とりわけ、当時の中央ヨーロッパの実態を理解するについては、フランス、神聖ローマ帝国、スペインなど、大国の間に繰り広げられた幾多の戦争の実態への接近が不可欠に思われる。特に強大な神聖ローマ、ハプスブルグ家に対するフランスの対応が、きわめて大きな意味を持った。
特にルイ13世の下で重用され、王をはるかに凌駕する政治力を発揮していた宰相リシュリュー(Armand Jean du Plessis, cardinal et duc de Richelieu, 1585年9月9日 - 1642年12月4日)の抱いていたといわれる世界観、構想とそれを実現するためのひとつの重要な手段である軍事力についての考え方を理解することが欠かせないと考えてきた。
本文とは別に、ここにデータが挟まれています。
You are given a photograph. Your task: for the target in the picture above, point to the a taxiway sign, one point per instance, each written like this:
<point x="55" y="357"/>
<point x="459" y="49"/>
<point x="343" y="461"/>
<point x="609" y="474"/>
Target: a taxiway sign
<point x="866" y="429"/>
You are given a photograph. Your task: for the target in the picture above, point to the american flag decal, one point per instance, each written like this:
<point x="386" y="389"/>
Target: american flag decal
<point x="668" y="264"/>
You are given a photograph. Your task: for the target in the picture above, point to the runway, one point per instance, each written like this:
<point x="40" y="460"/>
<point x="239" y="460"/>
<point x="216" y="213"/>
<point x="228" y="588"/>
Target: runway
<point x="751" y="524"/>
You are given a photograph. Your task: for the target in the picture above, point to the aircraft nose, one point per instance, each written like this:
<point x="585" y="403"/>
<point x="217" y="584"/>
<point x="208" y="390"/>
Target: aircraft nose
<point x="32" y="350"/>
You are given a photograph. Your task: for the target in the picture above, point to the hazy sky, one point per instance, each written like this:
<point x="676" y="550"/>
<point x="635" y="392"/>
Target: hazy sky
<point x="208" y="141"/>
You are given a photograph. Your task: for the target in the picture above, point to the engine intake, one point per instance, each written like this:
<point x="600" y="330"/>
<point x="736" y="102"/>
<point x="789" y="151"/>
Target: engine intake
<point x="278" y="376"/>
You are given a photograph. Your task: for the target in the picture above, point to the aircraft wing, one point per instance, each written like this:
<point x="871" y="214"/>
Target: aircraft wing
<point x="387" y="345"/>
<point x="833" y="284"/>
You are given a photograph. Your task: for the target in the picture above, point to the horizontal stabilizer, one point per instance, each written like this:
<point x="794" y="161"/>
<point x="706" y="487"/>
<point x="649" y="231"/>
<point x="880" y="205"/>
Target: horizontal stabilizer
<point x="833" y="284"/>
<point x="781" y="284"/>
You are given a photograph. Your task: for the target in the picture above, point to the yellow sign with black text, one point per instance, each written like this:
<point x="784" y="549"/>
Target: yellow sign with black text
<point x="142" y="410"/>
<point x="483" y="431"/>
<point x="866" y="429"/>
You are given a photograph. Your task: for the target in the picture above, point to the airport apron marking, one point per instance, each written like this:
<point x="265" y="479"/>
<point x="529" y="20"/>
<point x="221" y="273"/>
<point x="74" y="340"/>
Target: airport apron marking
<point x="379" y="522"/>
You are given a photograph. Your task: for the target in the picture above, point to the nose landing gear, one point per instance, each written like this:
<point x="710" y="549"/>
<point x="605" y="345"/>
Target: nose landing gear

それは現実にはどの程度の計画性、現実性を持っていたのだろうか。リシュリューは枢機卿としてカトリック教会の聖職者であると同時に、フランス王国の政治家であった。1624年から1642年に死去するまで、ルイ13世の宰相を務めた。その権力は、王を介在してフランスを支配したといわれている。しかし、リシュリュー自身、その生涯において度々政治生命、そして自らの命を失いかねない危機に対していた。
「政治宣言」の本質
リシュリューは、すでにこのブログでも一端を記したように、新大陸までを版図に含めた世界構想を持っていたといわれる。ヨーロッパの他の大国と争いつつ、その構想を実現するには、それを支える強力な軍事力、統率力、財政基盤などの支援が不可欠だった。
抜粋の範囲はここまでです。